Graduate Recruitment – A scheme or a market?
How many graduates does your firm hire every year? 50? 100? 250?
Well our guess is somewhere near 2 or 3 times that number. Puzzled? Ask yourself a simple question – how many of your administrators, junior IT guys or support reps have joined pretty much straight from university?
Walk around any large firm these days and you’ll find large numbers of recent graduates doing the sort of jobs that school leavers used to do. Why? There are a few factors here:
More and more people are going to university and entering the workforce later in life
The supply of traditional ‘graduate’ jobs hasn’t grown with the extra supply
A significant percentage of these students have at least one year’s work experience
Lots of graduates (some surveys put this at around 50%) would prefer to go straight into jobs rather than join a traditional training scheme
Many see getting a job – any job – with a big firm as an opportunity to prove themselves (you told them you were a meritocracy didn’t you!)
So, how are firms adapting to this rapidly changing landscape? Well a lot are doing exactly what they historically have done – spend lots to attract a relatively small number of designated ‘high-flyers’ and spending lots with recruitment agencies to get the rest.
Yet it is possible and effective to use the graduate recruitment budget to target all these different types of future employees. The major change is that you should think of your firms approach graduates as building brand within a market, not selling a particular product (that training scheme). What does this involve?
First, understand where your firm has been making hires that are suitable for the graduate market. Here corporate data from HR systems, or text analysis from details stored on recruitment systems is useful, as is internal survey techniques.
Second, segment these hires. You could do this by job area, date hired (many roles are cyclical, if only because of the date when managers get budget). There are some great tools out there to help with this. Develop a strategy for each segment.
Third, any marketing collateral that has a shelf life (this includes things like general presentations which have a shelf life in the audience’s minds) should aim to promote the firm and your employment brand.

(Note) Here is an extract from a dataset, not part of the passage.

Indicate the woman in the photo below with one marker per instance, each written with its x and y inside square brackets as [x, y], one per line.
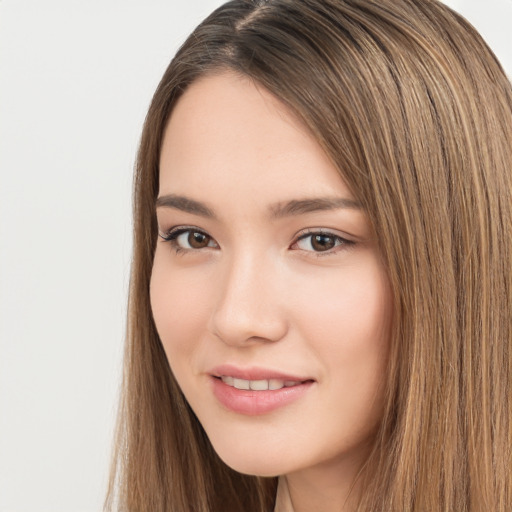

Your web site should act as a way of promoting current jobs (those jobs that are known about). Count your training programme as one of these and by all means increase the quantity of information about this.
You should be considering how to build a ‘relationship’ with visitors to the site with the ability to communicate updates, new jobs etc. The site can be used to market internships and other temporary opportunities.
What are typical results? Well with one recent client we got marketing costs per hire down by 80%, mainly by taking out recruitment firm costs. There is also an increased attention in your activities as you become more relevant to more people.
Finally, success from this type of approach can enable the firm to standardise other parts of the hiring process, such as selection, allowing increased quality and measurement.